Tested on WSL with ubuntu22.04 and RTX 3090 Ti graphics card
- Download weights from here (5.2GB)
Now clone the repo
git clone https://github.com/Stability-AI/stablediffusion.git
cd stablediffusion
Change python from 3.8.5 to 3.9
nano environment.yml
#Create the conda env and install requirements
conda env create -f environment.yaml
conda activate ldm
pip install -r requirements.txt
Install xformers
conda install xformers -c xformers/label/dev
Run script with ref to weights and given prompt
python scripts/txt2img.py --prompt "tomato onion and garlic on a wooden surface" --ckpt /path_to_checkpoint/v2-1_768-ema-pruned.ckpt --config configs/stable-diffusion/v2-inference-v.yaml --H 768 --W 768 --device cuda
Dont forget --device cuda
flag otherwise you will get RuntimeError: expected scalar type BFloat16 but found Float
Sometime an error is thrown for some prompts.

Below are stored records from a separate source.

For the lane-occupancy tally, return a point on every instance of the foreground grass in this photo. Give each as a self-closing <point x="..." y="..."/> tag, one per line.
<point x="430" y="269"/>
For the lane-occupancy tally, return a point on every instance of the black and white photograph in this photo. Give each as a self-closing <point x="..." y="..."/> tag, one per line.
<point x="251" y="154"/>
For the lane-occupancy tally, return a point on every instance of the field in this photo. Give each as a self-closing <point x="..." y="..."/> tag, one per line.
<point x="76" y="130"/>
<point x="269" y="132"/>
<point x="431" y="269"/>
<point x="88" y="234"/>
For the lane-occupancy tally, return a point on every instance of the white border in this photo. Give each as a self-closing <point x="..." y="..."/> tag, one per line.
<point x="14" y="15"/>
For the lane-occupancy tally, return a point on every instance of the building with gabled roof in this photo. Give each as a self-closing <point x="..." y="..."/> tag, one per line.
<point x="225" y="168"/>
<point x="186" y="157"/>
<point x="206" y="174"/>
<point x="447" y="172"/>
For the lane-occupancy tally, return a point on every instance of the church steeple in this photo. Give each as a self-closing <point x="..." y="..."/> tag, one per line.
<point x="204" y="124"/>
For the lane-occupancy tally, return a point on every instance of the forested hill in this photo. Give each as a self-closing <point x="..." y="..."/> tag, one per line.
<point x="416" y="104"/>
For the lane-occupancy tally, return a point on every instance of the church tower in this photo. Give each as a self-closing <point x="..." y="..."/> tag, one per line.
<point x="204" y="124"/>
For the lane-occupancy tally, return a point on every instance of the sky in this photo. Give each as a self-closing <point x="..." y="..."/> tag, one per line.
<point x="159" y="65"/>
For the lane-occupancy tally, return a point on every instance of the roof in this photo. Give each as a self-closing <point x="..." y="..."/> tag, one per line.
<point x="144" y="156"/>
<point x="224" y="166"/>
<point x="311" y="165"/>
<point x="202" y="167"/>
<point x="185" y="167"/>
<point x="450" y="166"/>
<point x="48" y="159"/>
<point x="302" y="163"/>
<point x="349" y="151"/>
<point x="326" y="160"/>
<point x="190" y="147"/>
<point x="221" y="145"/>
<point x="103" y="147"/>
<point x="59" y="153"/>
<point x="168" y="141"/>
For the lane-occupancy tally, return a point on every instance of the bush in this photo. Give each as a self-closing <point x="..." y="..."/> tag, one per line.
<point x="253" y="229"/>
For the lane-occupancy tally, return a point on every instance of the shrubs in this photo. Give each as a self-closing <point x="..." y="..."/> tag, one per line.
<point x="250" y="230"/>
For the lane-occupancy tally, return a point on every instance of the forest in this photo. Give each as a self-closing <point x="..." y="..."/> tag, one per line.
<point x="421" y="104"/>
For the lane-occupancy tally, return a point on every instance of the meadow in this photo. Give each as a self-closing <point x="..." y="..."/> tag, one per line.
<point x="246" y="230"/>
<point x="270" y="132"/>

Some user on Github found out why:
I discovered that this runtime issue stems from a shape mismatch between 'q' and 'k' in the cross-attention module. The batch sizes differ between 'q' and 'k' due to the unequal batch sizes between the cues and images. Kindly make sure that the number of your prompts is divisible by 'n_sample' solves the problem.